Yes, so this algorithm doesn’t actually take into account the stress of the lines. I think probably some information about stress does leak through, just because I think stress tends to be associated with particular phonemes, but maybe not. I think I would want to include that stress information in the future, but that’s also, a lot of poetry generation algorithms will use the CMU Pronouncing Dictionary or other methods of determining the stress patterns of the lines to match them up in iambic pentameter or like Ranjit’s Pentametron is basically doing that work. Meter feels different because you need to have like an exact match for it to work, and finding two lines that are similar metrically isn’t, feels more like a precise rule-based task than a statistical task. But maybe I’m wrong about that.

» That could be an interesting problem

No, it’s a super interesting problem. Like doing automatic scansion of a line of poetry is a an interesting problem that wasn’t aesthetically interesting to me in that moment, so yeah. So that’s like a very technical description of where I was coming from.

» So after Articulations, do you think you’re going to be moving on to another subject of inquiry, or do you still have some ways to go in exploring phonetic space, the CMU Pronouncing Dictionary, and all that?

I don’t know. I’ve been having real trouble coming up with a next project. I think that stems from the fact that I just sort of – this is my second year on the full time faculty at ITP. And before that, I was working as a writer in residence at Fordham. So it’s really just these past three years that I’ve been in academia. And before that, all of my ideas like basically my only choice was to do small scale projects. Because then it was like what do I have time to do in my spare time when I’m not working. And so that’s where projects like the Twitterbots came from, was just like - I can put these things together, that’s all I have time for, it’s over.
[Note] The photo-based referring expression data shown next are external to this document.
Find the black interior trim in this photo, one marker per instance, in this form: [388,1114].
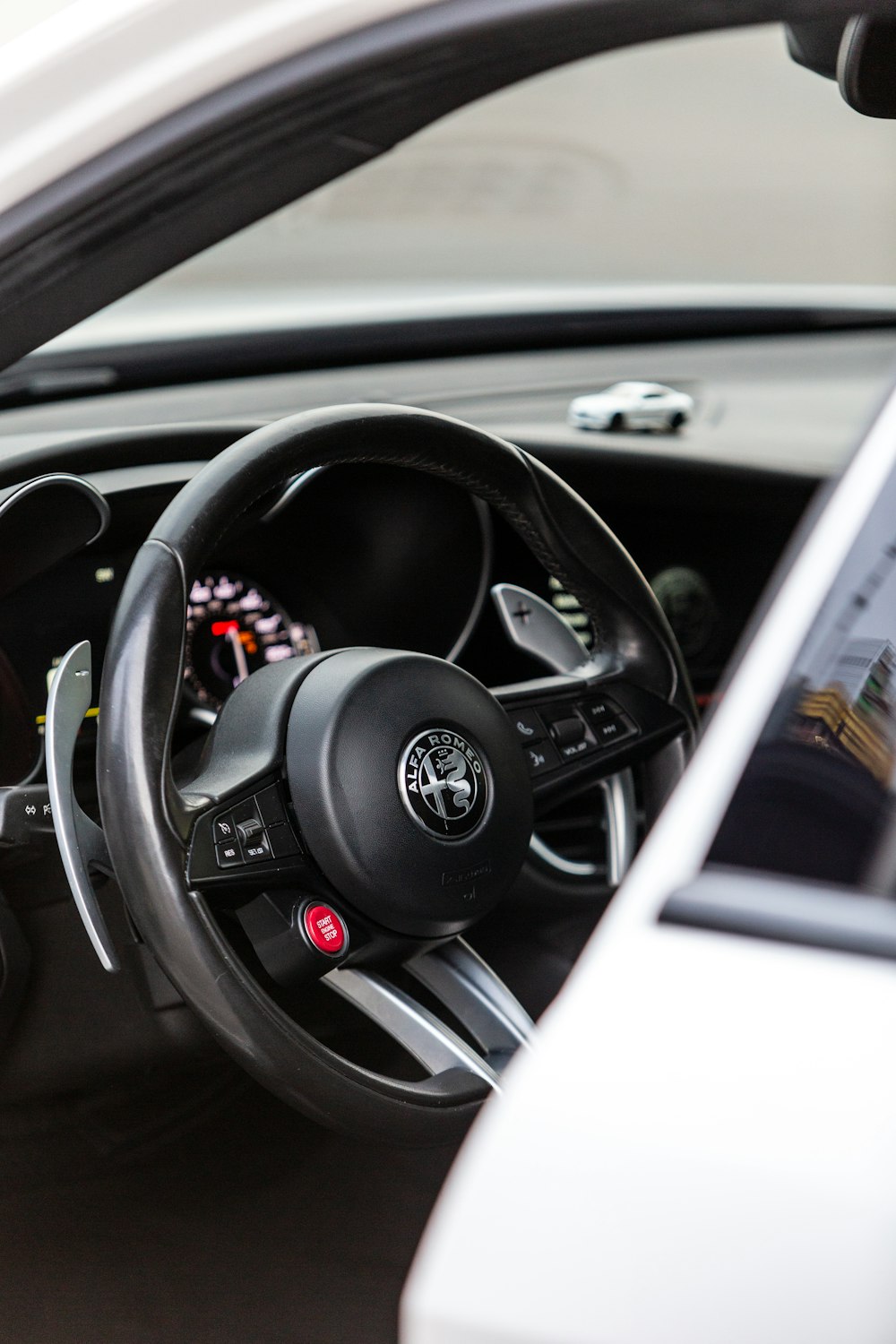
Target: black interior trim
[782,910]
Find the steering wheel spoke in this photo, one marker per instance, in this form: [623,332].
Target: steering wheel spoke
[576,731]
[478,1002]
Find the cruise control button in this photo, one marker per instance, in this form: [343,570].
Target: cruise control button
[223,830]
[325,929]
[540,758]
[249,830]
[271,806]
[568,730]
[228,855]
[257,849]
[613,731]
[527,725]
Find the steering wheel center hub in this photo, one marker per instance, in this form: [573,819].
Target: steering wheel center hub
[410,789]
[444,784]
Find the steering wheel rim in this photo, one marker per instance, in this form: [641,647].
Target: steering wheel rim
[148,820]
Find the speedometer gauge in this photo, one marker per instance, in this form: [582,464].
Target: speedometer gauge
[236,626]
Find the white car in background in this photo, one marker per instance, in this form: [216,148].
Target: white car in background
[632,406]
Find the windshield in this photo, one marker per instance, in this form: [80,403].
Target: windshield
[710,160]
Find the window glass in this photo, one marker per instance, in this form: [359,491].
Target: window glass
[707,160]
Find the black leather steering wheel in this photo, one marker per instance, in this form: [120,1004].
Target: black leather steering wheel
[362,808]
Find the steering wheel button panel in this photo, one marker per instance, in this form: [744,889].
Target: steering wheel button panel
[249,828]
[540,758]
[257,849]
[599,710]
[570,731]
[228,855]
[575,749]
[614,730]
[528,726]
[325,929]
[225,830]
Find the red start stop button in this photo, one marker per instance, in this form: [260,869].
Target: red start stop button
[325,929]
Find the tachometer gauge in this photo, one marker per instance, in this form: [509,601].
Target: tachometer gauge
[234,626]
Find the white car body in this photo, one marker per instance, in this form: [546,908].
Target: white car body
[632,406]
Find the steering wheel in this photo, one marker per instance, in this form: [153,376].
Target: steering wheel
[359,809]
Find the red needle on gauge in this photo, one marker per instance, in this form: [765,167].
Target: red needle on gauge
[239,652]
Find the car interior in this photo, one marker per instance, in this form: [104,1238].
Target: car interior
[151,1188]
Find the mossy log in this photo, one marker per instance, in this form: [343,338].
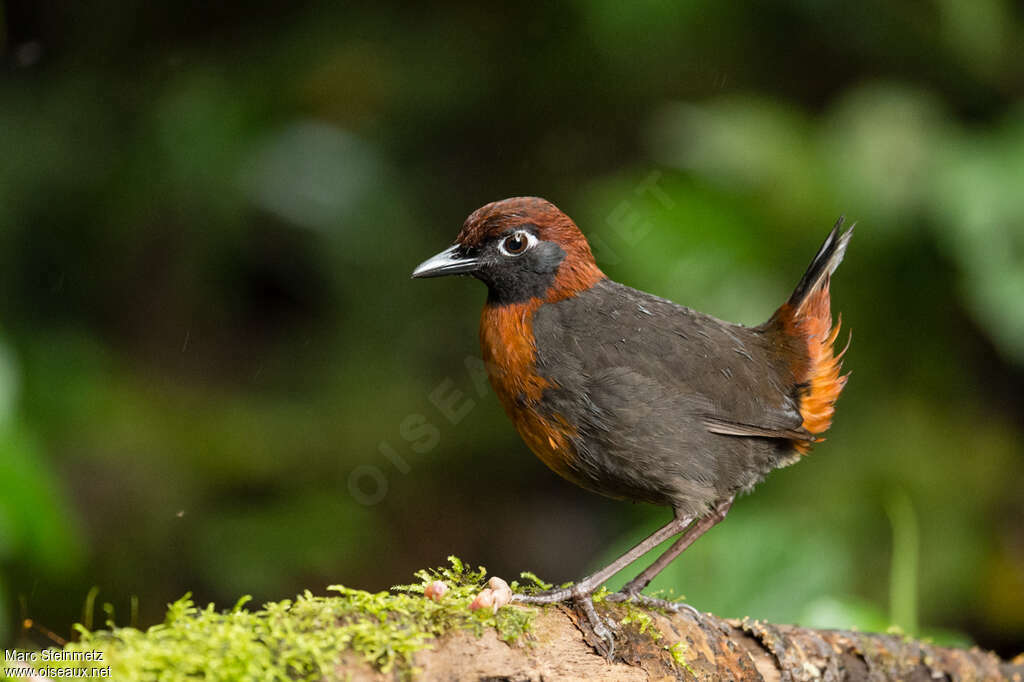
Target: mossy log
[401,634]
[684,647]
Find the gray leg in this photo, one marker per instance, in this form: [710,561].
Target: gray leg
[632,589]
[587,586]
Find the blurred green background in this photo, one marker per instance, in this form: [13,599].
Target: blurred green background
[213,364]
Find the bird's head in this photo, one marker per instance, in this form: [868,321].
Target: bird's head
[522,248]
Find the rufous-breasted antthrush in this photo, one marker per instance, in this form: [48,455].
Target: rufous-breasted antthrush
[634,396]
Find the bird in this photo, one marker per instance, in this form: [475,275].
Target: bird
[636,397]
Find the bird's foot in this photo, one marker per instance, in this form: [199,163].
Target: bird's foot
[582,596]
[651,602]
[547,597]
[603,629]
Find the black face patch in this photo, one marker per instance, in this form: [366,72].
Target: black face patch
[517,279]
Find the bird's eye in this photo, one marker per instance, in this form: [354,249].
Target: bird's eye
[515,244]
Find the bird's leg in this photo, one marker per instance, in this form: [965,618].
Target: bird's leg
[631,591]
[587,586]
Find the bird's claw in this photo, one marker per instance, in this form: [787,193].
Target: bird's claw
[651,602]
[604,629]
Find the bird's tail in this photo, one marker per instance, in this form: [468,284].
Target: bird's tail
[806,322]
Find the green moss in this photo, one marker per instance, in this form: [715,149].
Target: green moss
[300,639]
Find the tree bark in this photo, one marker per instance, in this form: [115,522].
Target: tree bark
[561,647]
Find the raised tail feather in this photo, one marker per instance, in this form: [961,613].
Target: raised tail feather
[806,318]
[825,261]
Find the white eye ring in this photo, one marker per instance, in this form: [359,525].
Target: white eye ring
[528,242]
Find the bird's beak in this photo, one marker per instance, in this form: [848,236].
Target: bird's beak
[449,261]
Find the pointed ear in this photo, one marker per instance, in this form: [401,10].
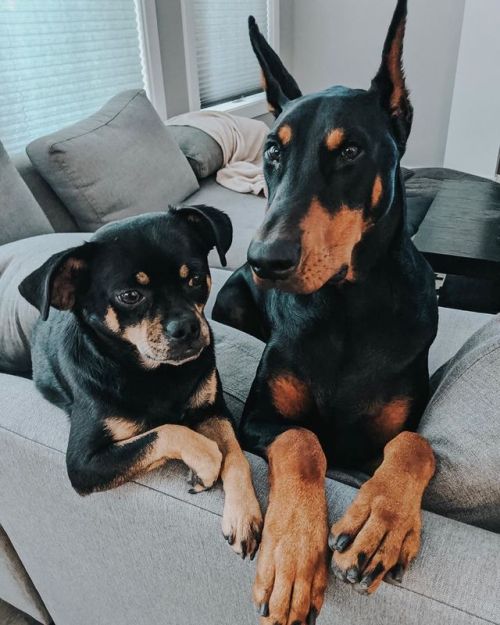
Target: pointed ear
[280,87]
[213,226]
[57,282]
[390,83]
Where as now, I feel pressure to make projects that I can write grants against, or hire an intern for or something like that and I feel like I’m wasting my time with these smaller projects, and this is all in my head, it’s something I have to get over, but it just feels like it’s my responsibility to make these larger scale projects but that’s also like creatively paralyzing right now, because it feels like the next idea has to be big and wonderful and good as opposed to something I can maybe just throw away

» It seems like if you tend to explore subjects for a few years at a time, it seems like the small experiments are what let you find what the next big thing is you want to do.
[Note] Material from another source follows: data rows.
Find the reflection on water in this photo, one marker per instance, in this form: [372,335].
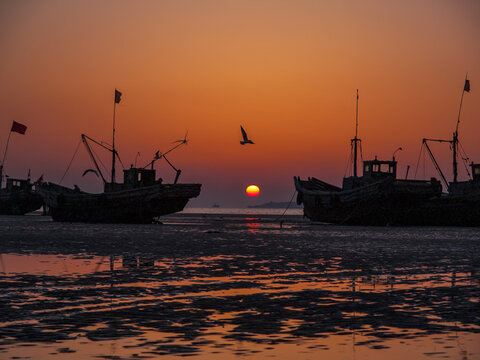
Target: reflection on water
[213,288]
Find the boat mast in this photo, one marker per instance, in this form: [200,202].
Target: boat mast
[355,141]
[118,95]
[466,88]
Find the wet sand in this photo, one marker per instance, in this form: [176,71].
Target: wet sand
[237,285]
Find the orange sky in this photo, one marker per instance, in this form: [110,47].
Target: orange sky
[286,70]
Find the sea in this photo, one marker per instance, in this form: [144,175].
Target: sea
[237,283]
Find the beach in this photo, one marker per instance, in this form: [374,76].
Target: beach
[249,283]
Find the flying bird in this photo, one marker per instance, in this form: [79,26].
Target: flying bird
[246,140]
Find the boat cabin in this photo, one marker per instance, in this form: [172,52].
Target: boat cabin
[134,178]
[378,169]
[139,177]
[373,170]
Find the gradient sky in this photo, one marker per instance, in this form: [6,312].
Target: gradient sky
[285,70]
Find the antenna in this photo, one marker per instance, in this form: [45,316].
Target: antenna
[355,141]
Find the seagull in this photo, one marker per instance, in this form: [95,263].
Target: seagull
[246,140]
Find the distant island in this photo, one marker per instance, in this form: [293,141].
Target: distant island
[275,205]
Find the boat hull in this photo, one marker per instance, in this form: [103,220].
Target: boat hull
[140,205]
[19,202]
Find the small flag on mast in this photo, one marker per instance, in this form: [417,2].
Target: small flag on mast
[118,96]
[17,127]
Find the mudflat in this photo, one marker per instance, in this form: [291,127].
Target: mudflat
[212,285]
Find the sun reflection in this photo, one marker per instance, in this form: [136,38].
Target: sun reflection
[252,225]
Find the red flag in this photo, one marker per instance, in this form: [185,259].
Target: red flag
[17,127]
[118,96]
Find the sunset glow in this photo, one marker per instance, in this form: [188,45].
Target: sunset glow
[252,190]
[287,71]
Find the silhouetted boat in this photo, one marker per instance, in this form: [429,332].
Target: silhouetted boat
[375,198]
[461,205]
[139,199]
[19,197]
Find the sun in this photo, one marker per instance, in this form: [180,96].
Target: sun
[252,190]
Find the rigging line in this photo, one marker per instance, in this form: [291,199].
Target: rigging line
[100,160]
[284,211]
[465,158]
[347,168]
[70,163]
[424,163]
[418,160]
[118,157]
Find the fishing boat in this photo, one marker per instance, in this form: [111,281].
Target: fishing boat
[19,196]
[377,197]
[139,199]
Yeah, exactly, and I have to develop the emotional fortitude to do that and also the get into the habit of having that daily practice of doing experiments, right?
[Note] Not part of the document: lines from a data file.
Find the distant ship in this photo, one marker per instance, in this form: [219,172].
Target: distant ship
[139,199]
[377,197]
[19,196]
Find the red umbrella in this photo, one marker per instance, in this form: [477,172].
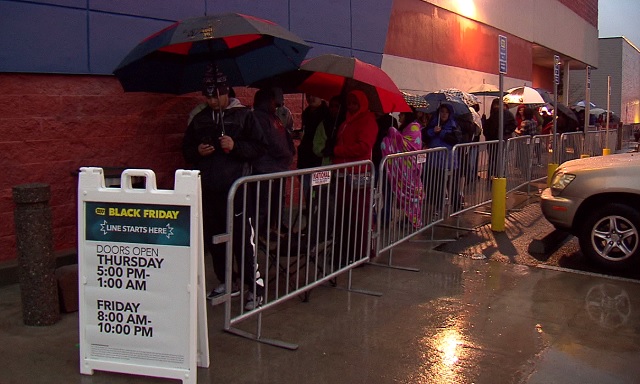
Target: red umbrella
[245,48]
[329,75]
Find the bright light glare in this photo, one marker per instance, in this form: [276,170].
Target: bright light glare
[465,8]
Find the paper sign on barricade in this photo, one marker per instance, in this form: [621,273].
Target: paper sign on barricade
[141,276]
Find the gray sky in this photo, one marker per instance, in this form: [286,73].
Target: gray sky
[619,18]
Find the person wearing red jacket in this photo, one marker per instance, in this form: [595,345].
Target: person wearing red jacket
[354,142]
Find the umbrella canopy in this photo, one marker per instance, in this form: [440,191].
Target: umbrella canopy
[329,75]
[582,104]
[523,95]
[568,112]
[485,89]
[546,96]
[435,99]
[414,100]
[244,48]
[466,97]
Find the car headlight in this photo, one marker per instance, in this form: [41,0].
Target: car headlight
[560,181]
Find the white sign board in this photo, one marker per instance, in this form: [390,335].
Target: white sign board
[502,54]
[141,271]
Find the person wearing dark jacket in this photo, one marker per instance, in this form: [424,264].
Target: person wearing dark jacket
[443,131]
[490,127]
[491,130]
[222,141]
[277,158]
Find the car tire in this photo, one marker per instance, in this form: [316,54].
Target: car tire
[610,236]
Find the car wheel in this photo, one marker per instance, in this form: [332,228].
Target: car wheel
[610,235]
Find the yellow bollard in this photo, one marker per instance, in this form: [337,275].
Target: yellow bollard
[551,167]
[498,204]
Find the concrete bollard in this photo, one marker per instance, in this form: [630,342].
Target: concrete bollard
[36,262]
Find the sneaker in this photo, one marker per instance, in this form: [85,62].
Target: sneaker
[222,289]
[253,302]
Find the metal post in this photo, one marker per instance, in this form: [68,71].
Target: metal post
[587,106]
[501,130]
[36,262]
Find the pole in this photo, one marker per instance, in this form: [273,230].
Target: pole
[501,130]
[555,154]
[587,104]
[607,150]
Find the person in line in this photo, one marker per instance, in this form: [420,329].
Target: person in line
[325,136]
[354,142]
[282,111]
[404,174]
[491,130]
[444,132]
[277,158]
[312,116]
[222,140]
[385,121]
[528,125]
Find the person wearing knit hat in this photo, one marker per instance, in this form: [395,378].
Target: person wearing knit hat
[222,140]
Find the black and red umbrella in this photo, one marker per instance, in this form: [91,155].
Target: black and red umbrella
[331,75]
[245,48]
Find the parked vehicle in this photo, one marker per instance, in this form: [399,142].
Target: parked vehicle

» But you did recently finish a lot of work and it’s been a lot of good attention to the project, so it’s a good space to be in.

No, yeah, it’s a really good space. But I also feel like - it’s the first time I’ve had a book like this that I’ve been promoting and this extended period of work and I feel like I’m just making people sick of it - I’ve done so many different readings of it. I just feel like every time I’m reading someone’s going to be like oh it’s this bullshit again.

» No no, and I like that you present it a somewhat different way each time, because I’ve heard you present it a few different times

But I am very eager to move on to the next thing, but I have no idea what it is.